Parallel Simulation

You can parallelize simulations in two ways:

  1. You can do independent parallel simulations with the @threads-macro[1] or with the Distributed standard library.
  2. You can execute a single simulation on multiple threads to speed it up.

Multi-Threading (Experimental)

Multithreading of simulations is introduced with DiscreteEvents v0.3 and will take some time to become stable. Please try it out and report your problems!

If we compute events of a DES on parallel cores of a computer, we may reverse a sequence $\;e_i, e_j\;$ to $\;e_j, e_i\;$. If there is causality between those events, we have a problem. Therefore we cannot spawn arbitrary events to parallel cores without altering causality and the simulated outcome.

Fortunately not all events in larger DES are strongly coupled. For most practical purposes we can divide systems into subsystems where events depend on each other but not or only statistically on events in other subsystems. Subsystems have local time and their clocks get synchronized periodically.

Thread-local Clocks

With PClock we introduce parallel local clocks on each thread. The master clock on thread 1 synchronizes with its parallel clocks each chosen time interval $\;Δt\;$. Synchronization takes some time and the slowest thread with the biggest workload (usually thread 1) sets the pace for the whole computation.

When using the keywords cid or spawn with event!, periodic! and process! we can work with parallel clocks. Then

  • events and processes get registered to parallel clocks,
  • processes get started on parallel threads and
  • their functions get the thread local clock to delay! or wait! on it.

A user should avoid to share global variables between threads in order not to get race conditions. If thread-local subsystems get inputs from each other, they should communicate over Julia channels, which are thread safe.

When working on parallel threads, we have thread-local random number generators. Random number sequences therefore are not identical between single-threaded and multithreaded applications (see below). This usually causes also simulation results to be different.

Speedup and Balance

First results show a considerable speedup of multithreaded simulations vs single-threaded ones:

  1. The Multithreaded Assembly Line on DiscreteEventsCompanion took 1.58 s to run 63452 events on 8 parallel cores vs. 70287 events in 10.77 s on thread 1 of the same machine [2].
  2. If we put the simulated assembly operations only on threads 2-8, it took only 0.67 s.
  3. With all assembly operations together on thread 2, it took 4.96 s.

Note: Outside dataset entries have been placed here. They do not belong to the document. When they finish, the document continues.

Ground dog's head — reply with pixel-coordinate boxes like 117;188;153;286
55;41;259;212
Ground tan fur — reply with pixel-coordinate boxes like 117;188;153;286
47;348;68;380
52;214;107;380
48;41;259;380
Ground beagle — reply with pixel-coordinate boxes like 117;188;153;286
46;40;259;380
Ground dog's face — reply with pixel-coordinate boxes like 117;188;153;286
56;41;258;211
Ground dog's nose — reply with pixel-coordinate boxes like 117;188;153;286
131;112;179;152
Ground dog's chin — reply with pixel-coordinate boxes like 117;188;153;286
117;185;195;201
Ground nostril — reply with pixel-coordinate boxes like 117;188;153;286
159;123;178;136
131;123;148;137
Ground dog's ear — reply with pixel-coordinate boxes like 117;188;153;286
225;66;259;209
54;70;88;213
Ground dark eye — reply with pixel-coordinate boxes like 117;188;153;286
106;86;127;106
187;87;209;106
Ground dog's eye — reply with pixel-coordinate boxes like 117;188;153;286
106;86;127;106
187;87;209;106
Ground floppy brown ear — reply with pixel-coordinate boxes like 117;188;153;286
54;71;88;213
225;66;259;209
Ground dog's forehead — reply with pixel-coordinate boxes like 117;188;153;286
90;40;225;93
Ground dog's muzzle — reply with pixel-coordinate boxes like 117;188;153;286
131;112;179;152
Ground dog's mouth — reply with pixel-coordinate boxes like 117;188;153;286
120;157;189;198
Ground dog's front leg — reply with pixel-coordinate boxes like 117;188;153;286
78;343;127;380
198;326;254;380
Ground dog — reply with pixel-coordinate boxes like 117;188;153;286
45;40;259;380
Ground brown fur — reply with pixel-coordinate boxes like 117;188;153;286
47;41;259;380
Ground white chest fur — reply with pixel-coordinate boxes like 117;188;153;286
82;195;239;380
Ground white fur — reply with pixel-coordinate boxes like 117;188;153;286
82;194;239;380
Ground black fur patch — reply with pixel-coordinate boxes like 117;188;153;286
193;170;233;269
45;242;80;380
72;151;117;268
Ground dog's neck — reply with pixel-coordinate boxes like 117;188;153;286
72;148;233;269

The 2nd and 3rd results show that considerable speedups can yet be realized by relieving thread 1 and distributing the workload between the other ones.

Random Numbers

To get reproducible but different random number sequences on each thread, you can seed the thread-specific global default random number generators with pseed!. It will seed! the thread-specific default RNGs with the given number multiplied by the thread id $n\times t_i$. Calls to rand() are thread-specific and will then use the seeded default RNGs.

At this time of writing all implicit calls to rand() in timed event!s or in delay! use the default RNGs.

Alternatively you can seed a thread-specific default RNG with:

using DiscreteEvents, Random

onthread(2) do  # seed the default RNG on thread 2
    Random.seed!(123)
end

Documentation and Examples

You can find more documentation and examples on DiscreteEventsCompanion.

  • 1Goldratt's Dice Game on DiscreteEventsCompanion illustrates how to do this.
  • 2Event count and line throughput are different between multi- and single-threaded because the random number sequence changes between these examples.